Comparing this conviction with that of the immediately preceding Genesis passage, it is clear that grace restores human nature to its original righteousness. God’s promise is able to intoxicate the human soul, causing it to love God, in a way resembling original righteousness. Nature does not need perfection, then, but rather liberation. The intellect and will must have their wounds caused by sin healed.
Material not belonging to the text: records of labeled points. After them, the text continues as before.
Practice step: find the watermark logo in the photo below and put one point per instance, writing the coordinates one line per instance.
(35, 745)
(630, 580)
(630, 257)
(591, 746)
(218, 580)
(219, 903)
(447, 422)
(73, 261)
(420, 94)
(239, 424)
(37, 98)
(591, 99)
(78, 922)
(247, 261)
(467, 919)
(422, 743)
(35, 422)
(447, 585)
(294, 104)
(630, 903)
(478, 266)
Elevating them to a higher level by means of a superadded gift is not enough, because their wounds are so grave. Instead, God remakes the faithful into new creations. Luther summarizes his view like this: “In this life we lay hold of this goal [the likeness of God] in ever so weak a manner; but in the future life we shall attain it fully.”62 In other words, as our salvation, God is leading his people towards beauty.
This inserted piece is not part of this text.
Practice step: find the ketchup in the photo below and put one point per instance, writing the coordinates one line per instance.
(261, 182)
Far from a theology devoid of aesthetics, Luther’s is one that seeks delight in the senses and not as a stepping stone to a higher spiritual reality. Instead, for the Reformer beauty is given in the Gospel, which clothes and adorns sinners with the righteousness of Christ. But this forensic justification carries a powerful effective dimension: sinners are renewed in heart, mind, and even body; their senses are opened so that they can honor creation as gift, as we see when Luther preached on Jesus’ command “Ephphatha, Be opened!,”63 and so give God glory for his goodness. God’s alien work is not beautiful, but it exists for his proper work of giving favor to repentant sinners, which indeed is beautiful and shows us that God is beauty itself. The Gospel restores desire such that it is no longer unnaturally self-serving but instead allows us to desire “what God desires.”64 As his work in the theology of music indicated, believers can find an “innocent delight”65 in the appreciation of music, which itself is written into the fabric of creation. Luther’s reformation was not iconoclastic because the Gospel comes tangibly, in, with, and under visible signs, such as we see in the Lord’s Supper: there is no “kernel” (promise) without the physical “shell.”66 Indeed, God only ever presents himself to humans as “covered,” and so all physical things present God—albeit not always clearly or mercifully. Hence, the accusation that Luther’s theology leads to a “disenchantment,” as Charles Taylor claims,67 with the world, found at the core of secularity, is to be contested.68 The office of Jesus Christ is to make God known with certainty.69 Gospel beauty, paradoxically granted in the ugliness of Jesus Christ who bears human sin, so reorders humans as creatures to God through faith. As reordered to God through faith, believers not only live as Christs in the world for the sake of their neighbors but also enjoy the beauty that God has built into creation. In all artistic endeavors humans “cooperate” with God, as part of the fabric of God’s ever-creative activity.

Review of the Literature

Scholarship devoted to Luther’s aesthetics, particularly understood as his theory of beauty, is sparse. There is room for more studies on this topic, since so little research to date has been done. This is surprising, given that Lutheranism sparked a robust blossoming in music and the visual arts among various Protestant groups. It is likely that so few studies have been done because the topic has not been at the forefront for Luther researchers, who historically have singled out Luther’s “reformational turn,” his theological distinctiveness, or his ethics for primary attention.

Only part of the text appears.